The goal of testing for angina is to distinguish between:
- Chest pain that is not heart-related, such as that due to skeletal muscle injury
- Chest pain that is due to treatable angina and not heart damage
- Chest pain that is due to a heart attack
When someone presents to the emergency room with an acute coronary syndrome – a group of symptoms that suggest heart injury – they are evaluated with a variety of laboratory and non-laboratory tests. These are used to determine the cause of the pain and the severity of the condition. Since some treatments for a heart attack must be given within a short period of time to minimize heart damage, an accurate diagnosis must be quickly confirmed.
Cardiac biomarkers, proteins that are released when muscle cells are damaged, are ordered to help differentiate angina from a heart attack. These include:
- Troponin – the most commonly ordered and cardiac-specific of the markers. Blood levels of troponin will be elevated within a few hours of heart damage and remain elevated for up to two weeks. Troponin tests are usually ordered initially in the ER when a person presents with symptoms of unstable angina and then a few more times in the next several hours to look at changes in concentrations. If the levels are normal, then it is much less likely that the symptoms and chest pain are due to heart muscle damage and more likely that the pain is due to stable angina. A rise and/or fall in the series of troponin results indicates a heart attack.
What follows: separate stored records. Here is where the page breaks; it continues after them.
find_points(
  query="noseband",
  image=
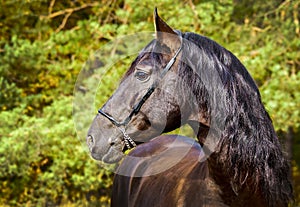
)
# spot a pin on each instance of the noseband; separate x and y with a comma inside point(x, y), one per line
point(129, 141)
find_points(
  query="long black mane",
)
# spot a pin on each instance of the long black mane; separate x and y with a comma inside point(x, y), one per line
point(248, 146)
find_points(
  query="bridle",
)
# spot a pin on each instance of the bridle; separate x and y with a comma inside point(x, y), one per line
point(127, 139)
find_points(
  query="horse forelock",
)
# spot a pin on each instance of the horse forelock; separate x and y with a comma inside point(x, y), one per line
point(248, 147)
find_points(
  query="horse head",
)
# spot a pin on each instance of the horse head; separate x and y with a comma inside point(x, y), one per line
point(146, 103)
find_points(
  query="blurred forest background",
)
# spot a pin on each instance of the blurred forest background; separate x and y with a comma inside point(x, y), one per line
point(44, 45)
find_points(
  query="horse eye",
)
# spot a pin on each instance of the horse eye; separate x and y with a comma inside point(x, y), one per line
point(141, 75)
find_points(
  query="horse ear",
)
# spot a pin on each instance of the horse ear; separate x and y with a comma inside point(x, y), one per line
point(164, 33)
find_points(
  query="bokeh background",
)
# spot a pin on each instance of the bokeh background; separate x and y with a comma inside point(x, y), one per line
point(44, 45)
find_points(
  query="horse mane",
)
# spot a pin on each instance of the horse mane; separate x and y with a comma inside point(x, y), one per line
point(248, 146)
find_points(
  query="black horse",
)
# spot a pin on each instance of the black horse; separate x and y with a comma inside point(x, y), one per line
point(184, 78)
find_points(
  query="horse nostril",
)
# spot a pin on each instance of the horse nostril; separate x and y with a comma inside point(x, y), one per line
point(90, 140)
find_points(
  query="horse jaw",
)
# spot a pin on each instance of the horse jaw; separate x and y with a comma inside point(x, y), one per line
point(105, 143)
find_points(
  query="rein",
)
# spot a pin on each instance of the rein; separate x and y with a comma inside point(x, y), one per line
point(129, 142)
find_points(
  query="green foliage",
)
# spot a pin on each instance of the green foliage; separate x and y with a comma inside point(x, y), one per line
point(44, 45)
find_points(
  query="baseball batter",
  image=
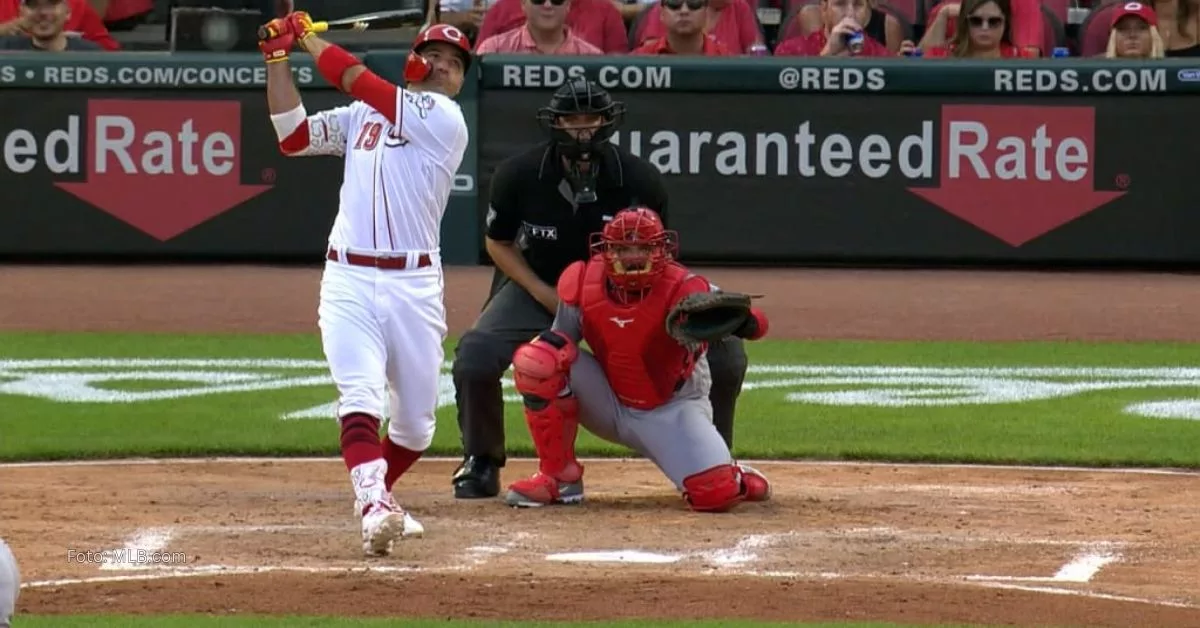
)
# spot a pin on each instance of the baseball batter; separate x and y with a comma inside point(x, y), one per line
point(640, 388)
point(10, 585)
point(381, 315)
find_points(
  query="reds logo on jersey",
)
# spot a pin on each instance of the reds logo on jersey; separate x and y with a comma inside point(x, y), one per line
point(424, 102)
point(622, 322)
point(394, 138)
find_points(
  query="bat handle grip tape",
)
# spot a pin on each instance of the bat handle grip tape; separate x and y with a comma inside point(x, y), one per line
point(269, 33)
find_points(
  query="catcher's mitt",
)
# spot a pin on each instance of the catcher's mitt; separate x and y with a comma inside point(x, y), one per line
point(707, 317)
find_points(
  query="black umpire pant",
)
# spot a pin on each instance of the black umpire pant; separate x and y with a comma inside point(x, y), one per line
point(513, 317)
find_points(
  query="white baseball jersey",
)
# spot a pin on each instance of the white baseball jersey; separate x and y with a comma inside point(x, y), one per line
point(397, 178)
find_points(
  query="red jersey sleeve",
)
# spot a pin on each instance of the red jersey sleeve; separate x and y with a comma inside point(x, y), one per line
point(748, 27)
point(1029, 24)
point(87, 22)
point(616, 37)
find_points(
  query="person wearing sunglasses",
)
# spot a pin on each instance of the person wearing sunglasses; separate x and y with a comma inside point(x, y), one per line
point(598, 22)
point(982, 30)
point(730, 22)
point(1024, 27)
point(684, 24)
point(545, 31)
point(844, 22)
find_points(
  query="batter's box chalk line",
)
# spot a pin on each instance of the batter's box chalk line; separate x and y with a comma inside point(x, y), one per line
point(743, 552)
point(201, 570)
- A test called high-sensitivity troponin detects the same protein that the standard test does, just at much lower levels. Because this version of the test is more sensitive, it becomes positive sooner and may help detect heart injury and acute coronary syndrome earlier than the standard test. The hs-troponin test may also be positive in people with stable angina and even in people with no symptoms. When it is elevated in these individuals, it indicates an increased risk of future heart events, such as heart attacks. Currently, this test is not approved in the U.S., but research is ongoing and it may become available in the near future. It is already routinely used as a cardiac biomarker in clinical practice in Europe, Canada, and other countries as well.
- CK-MB – one particular form of the enzyme creatine kinase that is found mostly in heart muscle and rises when there is damage to the heart muscle cells; this test is used less frequently now.
Other tests that may be performed include:
- Myoglobin – a protein released into the blood when heart or other skeletal muscle is injured; this test is used less frequently now.
- BNP or NT-proBNP – released by the body as a natural response to heart failure; increased levels of BNP, while not diagnostic for a heart attack, indicate an increased risk of cardiac problems in persons with acute coronary syndrome.
Other more general screening tests may also be ordered to help evaluate the person's major body organs, electrolyte balance, blood glucose, and red and white blood cells to see whether there are any excesses, deficiencies, or dysfunctions that may be causing or worsening the person's symptoms. These include:
- Comprehensive Metabolic Panel – a group of usually 14 tests that is used as a broad screening tool to assess the current status of an individual's kidneys, liver, electrolyte and acid/base balance, blood glucose, and blood proteins.
- Complete Blood Count – a test used to screen for a variety of disorders that can affect blood cells, such as anemia and infection.
A range of non-laboratory evaluations and tests may be used to assess chest pain and other symptoms. These include:
- A medical history, including an evaluation of risk factors such as age, coronary artery disease (CAD), diabetes, and smoking
- A physical examination
- An electrocardiogram (ECG or EKG) – a test that looks at the heart's electrical activity and rhythm
- Continuous ECG monitoring – a person wears a monitor that evaluates heart rhythm over a period of time
Based on the findings of these tests, other procedures may be necessary, including:
- An exercise stress test
- Chest X-ray
- Coronary calcium scan – special X-ray exam that detects calcium in the coronary vessels, a sign of significant plaque development
- Radionuclide imaging – a radioactive compound is injected into the blood to evaluate blood flow and show images of narrowed blood vessels around the heart.
- Echocardiography – ultrasound imaging of the heart
- Cardiac catheterization – in this procedure, a thin flexible tube is inserted into an artery in the leg and threaded up to the coronary arteries to evaluate blood flow and pressure in the heart and the status of the arteries in the heart.
- Coronary angiography – X-rays of arteries using a radiopaque dye to help diagnose CAD; this procedure is performed during cardiac catheterization.